BCG vax: A shot against lung cancer in native populations?

60-year follow-up data from a vaccine trial found surprising results

Molly Walker
Sept. 29, 2019, 7:50 p.m.

American Indian/Alaskan Native adults who received the bacillus Calmette-Guerin (BCG) vaccine against tuberculosis (TB) as children had lower rates of lung cancer, a secondary analysis of a randomized trial found.

Compared with those who received placebo, the group who received the BCG vaccine had a significantly lower rate of lung cancer, even after adjusting for a variety of confounders including smoking status, alcohol overuse, and sex of participant (18.2 cases per 100,000 person years vs 45.4 cases per 100,000, hazard ratio 0.38, 95% CI 0.20-0.74, P=0.005), reported Naomi Aronson, MD, of Uniformed Services University of the Health Sciences in Bethesda, Maryland, and colleagues.

However, there was no significant difference between the two groups in rates of overall cancer diagnoses (HR 0.82, 95% CI 0.66-1.02), the authors wrote in JAMA Network Open.

The BCG vaccine found itself in the spotlight at the 2018 American Diabetes Association annual meeting, showing promise for glycemic control in patients with type 1 diabetes. But research about its effect on cancer has been mixed at best, with some studies showing increased incidence of mortality due to leukemia and lymphoma, while some found no effect, and others a non-significant effect on childhood leukemia.

Why then did this vaccine have an effect on lung cancer? Researchers noted that BCG vaccination was linked with "diverse immunological effects independently of" TB.

"We initially anticipated that BCG vaccination might protect against lung cancer by preventing TB infection, as the granulomatous inflammatory response from TB may be favorable to malignant neoplasms known as scar carcinomas," they wrote.

They added that preclinical studies suggested "BCG vaccination may have more significant effects on immunoregulation in the lung environment."

This was a secondary analysis of a BCG vaccination trial in American Indian/Alaskan Native children age <20 in five states. The original trial was conducted from 1935 to 1938, with participants assigned to receive either the BCG vaccine or saline placebo. A retrospective records review was performed from 1992 to 1998. Of the original 3,287 participants, data from 2,963 participants was analyzed for this study, though the authors noted that 97 participants in the placebo group and 106 in the BCG group could not be located.

Interestingly, the authors said that "the association of BCG vaccination specifically with subsequent lung cancer diagnosis was not an a priori hypothesis," meaning this was not something the researchers assumed at the beginning of the study.

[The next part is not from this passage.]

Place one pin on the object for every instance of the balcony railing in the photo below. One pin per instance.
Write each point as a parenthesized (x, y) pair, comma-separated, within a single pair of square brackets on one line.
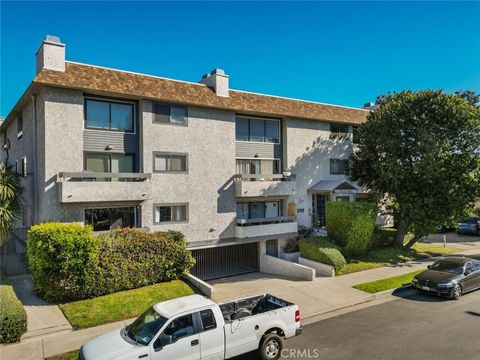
[(266, 227), (264, 177), (89, 187), (91, 176), (263, 221), (255, 185)]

About half the participants in both study groups were women, and vaccination occurred at a median age of 8, with follow-up at a median age of 60. Overall, 633 participants died in the placebo group and 632 died in the vaccination group.

A total of 325 malignant neoplasms were reported across groups, including 42 cases of lung cancer, the authors said. While there was no significant difference in cancer incidence between groups (222 per 100,000 person years in the vaccine group vs 262 per 100,000 in the placebo group, respectively), they noted an approximately 2.5-fold lower rate of lung cancer in the vaccine group. There was no significant difference in the rates of other types of cancers, with the authors specifically saying rates of leukemia and lymphoma were similar between groups (HR 0.80, 95% CI 0.35-1.82).

There was a sex difference in the incidence of lung cancer, with a significantly reduced incidence among men who received the vaccination (HR 0.35, 95% CI 0.15-0.83), but not among vaccinated women (HR 0.49, 95% CI 0.18-1.36), they noted.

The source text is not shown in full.